Millennial cities

Legacy of Joseph Smith’s concept opens cities to all

The legacy of Joseph Smith can be seen today in the "millennial cities" early pioneering members built, said a noted historian speaking at an event to honor Utah's pioneers July 25.

Pioneering of every kind required immense hope, said Richard L. Bushman, emeritus professor of history at Columbia University.

"The Utah pioneers needed an extra measure of faith in a brighter day to draw them to a land of limited promise," he said.

Speaking at the Days of '47 Sunrise Service held in the Assembly on Temple Square, Brother Bushman addressed the topic, " 'The Dawning of a Brighter Day': Joseph Smith and America's Future." The address — which kicked off Utah's Pioneer Day celebrations — coincided with the 200th anniversary year of Joseph Smith's birth.

"The Mormons in Utah thought of themselves as fulfilling Joseph's millennial vision," he said.

During the event, sponsored by the Pioneer Chapter of the National Society of the Sons of Utah Pioneers, the Mormon Battalion led the Pledge of Allegiance and Days of '47 officials recognized youth essay contest winners for their pioneering spirit. Patriotic and pioneering anthems for the program — including "The God Who Gave Us Life," "Away to America," "Come, Come, Ye Saints," "Hymn for Our Time," and "Homeland" — were provided by combined choirs: the Payson Civic Chorale, the Spanish Fork Community Choir and the Choral Arts Society of Utah.

The Days of '47 Royalty, and numerous religious, state, city and civic leaders were in attendance, including the Rev. George H. Niederauer, bishop of the Catholic Diocese of Salt Lake City, who led the congregation in prayer.
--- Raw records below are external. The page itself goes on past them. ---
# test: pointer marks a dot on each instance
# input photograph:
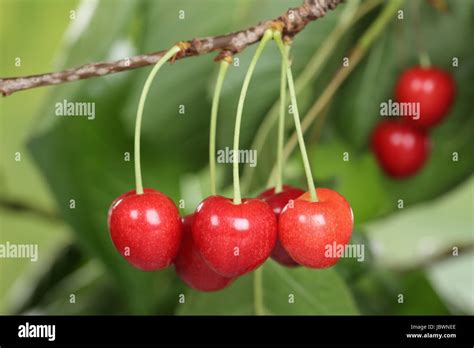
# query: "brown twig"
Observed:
(292, 21)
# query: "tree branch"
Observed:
(293, 21)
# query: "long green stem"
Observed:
(358, 52)
(423, 55)
(281, 125)
(212, 135)
(258, 292)
(138, 121)
(296, 116)
(348, 18)
(266, 37)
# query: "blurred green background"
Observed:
(409, 251)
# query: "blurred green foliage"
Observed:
(84, 160)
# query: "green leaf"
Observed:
(453, 280)
(313, 292)
(414, 234)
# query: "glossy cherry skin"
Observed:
(232, 238)
(433, 88)
(191, 267)
(146, 229)
(307, 229)
(277, 201)
(401, 149)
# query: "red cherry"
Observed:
(401, 149)
(433, 88)
(277, 201)
(191, 267)
(234, 238)
(146, 229)
(309, 230)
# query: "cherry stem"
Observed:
(258, 291)
(238, 120)
(141, 105)
(296, 116)
(423, 56)
(281, 125)
(212, 135)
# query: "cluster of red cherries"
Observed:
(222, 240)
(403, 146)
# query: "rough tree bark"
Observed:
(292, 21)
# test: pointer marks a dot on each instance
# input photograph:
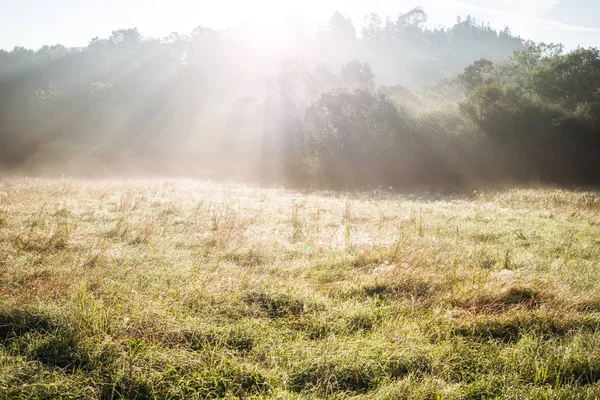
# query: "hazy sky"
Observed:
(33, 23)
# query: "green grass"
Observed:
(181, 289)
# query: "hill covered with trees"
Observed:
(396, 104)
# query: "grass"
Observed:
(181, 289)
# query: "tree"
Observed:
(342, 26)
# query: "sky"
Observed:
(34, 23)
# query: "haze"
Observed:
(33, 24)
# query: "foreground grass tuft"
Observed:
(177, 289)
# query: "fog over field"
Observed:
(396, 203)
(395, 103)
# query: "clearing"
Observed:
(183, 289)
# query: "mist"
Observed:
(394, 103)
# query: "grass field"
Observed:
(182, 289)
During his address, Brother Bushman said Latter-day Saint pioneers did not think small. It was their "large thinking" — the belief that something better had to lie at the end of the long trail — that amounted to their success.
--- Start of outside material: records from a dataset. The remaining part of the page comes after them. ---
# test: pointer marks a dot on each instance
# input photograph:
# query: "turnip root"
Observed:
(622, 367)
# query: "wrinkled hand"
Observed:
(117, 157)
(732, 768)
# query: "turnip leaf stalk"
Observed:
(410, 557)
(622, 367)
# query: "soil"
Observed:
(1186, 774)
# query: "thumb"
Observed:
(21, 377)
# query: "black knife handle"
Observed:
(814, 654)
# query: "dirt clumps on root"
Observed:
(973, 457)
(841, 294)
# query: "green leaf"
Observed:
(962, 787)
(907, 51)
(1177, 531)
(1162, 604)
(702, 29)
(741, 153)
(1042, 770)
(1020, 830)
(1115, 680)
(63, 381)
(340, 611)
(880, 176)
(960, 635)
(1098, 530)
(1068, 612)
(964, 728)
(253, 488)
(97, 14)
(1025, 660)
"Millennial thought was as useful to the pioneers as a wagon," he said.

Joseph Smith's grand thinking, he continued, prepared his followers to be pioneers and to build millennial cities.

His blueprint of an "open city" reached its peak in Nauvoo, where a "religious toleration ordinance" was passed, Brother Bushman said. That act, he said, was "remarkable for its time and place."

"Joseph opened the city to all," he said. "He had immense confidence in the capacity of people to work together."

In essence, he said, Joseph made a blueprint for model cities that would bless the whole world.

Through cooperation and collaboration with people all faiths, Brother Bushman said, people today can also construct "cities of Zion."

"When we do," he said, "a brighter day will surely dawn."